Category Data Integration data type OSS data type
Integer LONG LONG
String STRING STRING
Floating point DOUBLE DOUBLE
Boolean BOOLEAN BOOL
Date and time DATE DATE

Parameters

Parameter Description Required Default value
datasource The connection name. It must be the same as the name of the created connection. You can create connections in the code editor. Yes N/A
Object The name of the OSS object to read. You can specify multiple object names. For example, if a bucket has a directory that is named yunshi and this directory contains an object that is named ll.txt, you can set this parameter to yunshi/ll.txt.
  • If you specify a single OSS object, OSS Reader uses only one thread to read the object. Concurrent multi-thread reading of a single uncompressed object is coming soon.
  • If you specify multiple OSS objects, OSS Reader uses multiple threads to read these objects. The actual number of threads is determined by the number of channels.
  • When a name contains a wildcard, OSS Reader attempts to read all objects that match the name. For example, if you set the value to abc[0-9], OSS Reader reads objects abc0 to abc9. We recommend that you do not use wildcards because wildcards may cause out of memory (OOM). For more information, see What is OSS?
Note
  • Data Integration considers all the objects on a sync node as a single table. Make sure that all the objects on each sync node can adapt to the same schema.
  • Control the number of objects that are stored in a single directory. If a directory contains a large number of objects, an OOM error may be returned. In this case, store the objects in different directories and then synchronize data.
Yes N/A
column The columns to read. The type parameter specifies the source data type. The index parameter specifies the ID of the column in the source table, starting from 0. The value parameter specifies the column value if the column is a constant column.
By default, OSS Reader reads all data as strings. You can specify the column parameter in the following way:
json
"column": ["*"]
You can also specify the column parameter in the following way:
json
"column":
    {
       "type": "long",
       "index": 0 // The first INT-type column of the source object.
    },
    {
       "type": "string",
       "value": "alibaba" // The value of the current column. In this code, the value is a constant "alibaba."
    }
Note For the column parameter, you must specify the type parameter and specify one of the index and value parameters.
Yes By default, OSS Reader reads all data as strings.
fieldDelimiter The column delimiter.
Note You must specify the column delimiter for OSS Reader. The default delimiter is comma (,). The default setting for the column delimiter on the codeless UI is comma (,), too.

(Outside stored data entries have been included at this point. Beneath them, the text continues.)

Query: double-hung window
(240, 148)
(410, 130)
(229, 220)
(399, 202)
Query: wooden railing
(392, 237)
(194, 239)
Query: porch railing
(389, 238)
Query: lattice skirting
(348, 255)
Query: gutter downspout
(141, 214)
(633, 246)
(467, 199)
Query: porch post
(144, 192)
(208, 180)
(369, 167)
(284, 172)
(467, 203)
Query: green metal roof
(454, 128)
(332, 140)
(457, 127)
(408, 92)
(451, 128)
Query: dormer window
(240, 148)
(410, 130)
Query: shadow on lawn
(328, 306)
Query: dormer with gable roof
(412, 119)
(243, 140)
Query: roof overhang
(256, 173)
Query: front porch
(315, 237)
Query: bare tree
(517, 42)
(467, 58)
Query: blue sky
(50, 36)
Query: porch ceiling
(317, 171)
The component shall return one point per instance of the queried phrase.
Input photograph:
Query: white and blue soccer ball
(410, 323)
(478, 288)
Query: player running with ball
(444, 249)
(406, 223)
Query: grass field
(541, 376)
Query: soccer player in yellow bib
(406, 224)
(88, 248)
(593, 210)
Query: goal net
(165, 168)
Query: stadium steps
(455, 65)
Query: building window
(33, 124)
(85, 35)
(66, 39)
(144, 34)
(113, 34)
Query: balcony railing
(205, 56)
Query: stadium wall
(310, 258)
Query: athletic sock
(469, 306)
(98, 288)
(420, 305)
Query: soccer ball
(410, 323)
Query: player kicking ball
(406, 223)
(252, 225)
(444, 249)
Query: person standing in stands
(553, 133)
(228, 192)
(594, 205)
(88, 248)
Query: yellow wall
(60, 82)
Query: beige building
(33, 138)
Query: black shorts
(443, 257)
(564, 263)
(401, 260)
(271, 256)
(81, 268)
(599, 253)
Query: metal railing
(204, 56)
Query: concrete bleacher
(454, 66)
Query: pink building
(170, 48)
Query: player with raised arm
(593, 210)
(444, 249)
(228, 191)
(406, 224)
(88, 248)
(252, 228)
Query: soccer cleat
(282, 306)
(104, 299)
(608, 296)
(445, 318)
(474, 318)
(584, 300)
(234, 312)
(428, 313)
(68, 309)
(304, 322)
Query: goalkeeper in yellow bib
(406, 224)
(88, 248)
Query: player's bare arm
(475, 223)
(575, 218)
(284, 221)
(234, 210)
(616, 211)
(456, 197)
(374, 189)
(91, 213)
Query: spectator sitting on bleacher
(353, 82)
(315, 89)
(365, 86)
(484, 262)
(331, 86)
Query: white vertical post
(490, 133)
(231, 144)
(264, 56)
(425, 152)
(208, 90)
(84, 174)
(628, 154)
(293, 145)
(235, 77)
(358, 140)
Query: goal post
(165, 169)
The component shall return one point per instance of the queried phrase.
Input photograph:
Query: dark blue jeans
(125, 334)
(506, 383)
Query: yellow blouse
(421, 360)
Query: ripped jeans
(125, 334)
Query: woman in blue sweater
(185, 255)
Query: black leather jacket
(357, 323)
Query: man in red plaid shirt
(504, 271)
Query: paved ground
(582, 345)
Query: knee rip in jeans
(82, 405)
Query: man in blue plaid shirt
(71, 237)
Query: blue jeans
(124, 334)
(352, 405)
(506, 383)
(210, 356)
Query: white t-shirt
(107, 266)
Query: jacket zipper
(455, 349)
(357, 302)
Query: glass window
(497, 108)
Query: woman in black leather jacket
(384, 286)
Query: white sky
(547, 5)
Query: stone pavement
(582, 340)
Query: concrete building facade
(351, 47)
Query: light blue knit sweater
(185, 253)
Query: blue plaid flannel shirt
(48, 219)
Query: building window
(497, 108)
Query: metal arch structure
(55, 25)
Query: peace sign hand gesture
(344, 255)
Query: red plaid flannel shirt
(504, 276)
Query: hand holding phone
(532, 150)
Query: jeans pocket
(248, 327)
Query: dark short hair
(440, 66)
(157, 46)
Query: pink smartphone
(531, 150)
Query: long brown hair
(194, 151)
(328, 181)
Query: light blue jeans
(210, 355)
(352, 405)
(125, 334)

If the delimiter is non-printable, enter a value in Unicode format, for example, \u001b, \u007c.

Yes ,
compress The compression format of the object. By default, this parameter is left empty, that is, objects are not compressed. OSS Reader supports the following object compression formats: GZIP, BZIP2, and ZIP. No By default, objects are not compressed.
encoding The encoding format of the object to read. No utf-8
nullFormat The string that represents null. No standard strings can represent null in TXT objects. Therefore, Data Integration provides the nullFormat parameter to define which string represents a null pointer. For example, if you specify nullFormat="null", Data Integration considers null as a null pointer. You can use the following formula to escape empty strings: \N=\\N. No N/A
skipHeader Specifies whether to skip the header (if exists) of a CSV-like object. The skipHeader parameter is not supported for compressed objects. No false
csvReaderConfig The configurations for reading CSV objects. The parameter value must match the MAP type. A specific CSV reader is used to read data from CSV objects, which supports many configurations. No N/A

Configure OSS Reader by using the codeless UI

  1. Configure the connections.
    Configure the connections to the source and destination data stores for the sync node.Connections section
    Parameter Description
    Connection The datasource parameter in the preceding parameter description. Select a connection type and select the name of a connection that you have configured in DataWorks.
    Object Name Prefix The object parameter in the preceding parameter description.
    Note If an OSS object is named based on the date, for example, named as aaa/20171024abc.txt, you can set the object parameter to aaa/${bdp.system.bizdate}abc.txt.
    Field Delimiter The fieldDelimiter parameter in the preceding parameter description. The default delimiter is comma (,).
    Encoding The encoding parameter in the preceding parameter description. The default encoding format is UTF-8.
    Null String The nullFormat parameter in the preceding parameter description. Enter a string that represents null. If the source data store contains the string, the string is replaced with null.
    Compression Format The compress parameter in the preceding parameter description. By default, objects are not compressed.
    Include Header The skipHeader parameter in the preceding parameter description. The default value is No.
  2. Configure field mapping, that is, the column parameter in the preceding parameter description.
    Fields in the source table on the left have a one-to-one mapping with fields in the destination table on the right. You can click Add to add a field. To delete a field, move the pointer over the field and click theDelete icon.Mappings section
    GUI element Description
    Map Fields with the Same Name Click Map Fields with the Same Name to establish a mapping between fields with the same name. The data types of the fields must match.
    Map Fields in the Same Line Click Map Fields in the Same Line to establish a mapping between fields in the same row. The data types of the fields must match.
    Delete All Mappings Click Delete All Mappings to remove mappings that have been established.
  3. Configure channel control policies.Channel section
    Parameter Description
    Expected Maximum Concurrency The maximum number of concurrent threads that the sync node uses to read data from or write data to data stores. You can configure the concurrency for the node on the codeless UI.
    Bandwidth Throttling Specifies whether to enable bandwidth throttling. You can enable bandwidth throttling and set a maximum transmission rate to avoid heavy read workload of the source. We recommend that you enable bandwidth throttling and set the maximum transmission rate to a proper value.
    Dirty Data Records Allowed The maximum number of dirty data records allowed.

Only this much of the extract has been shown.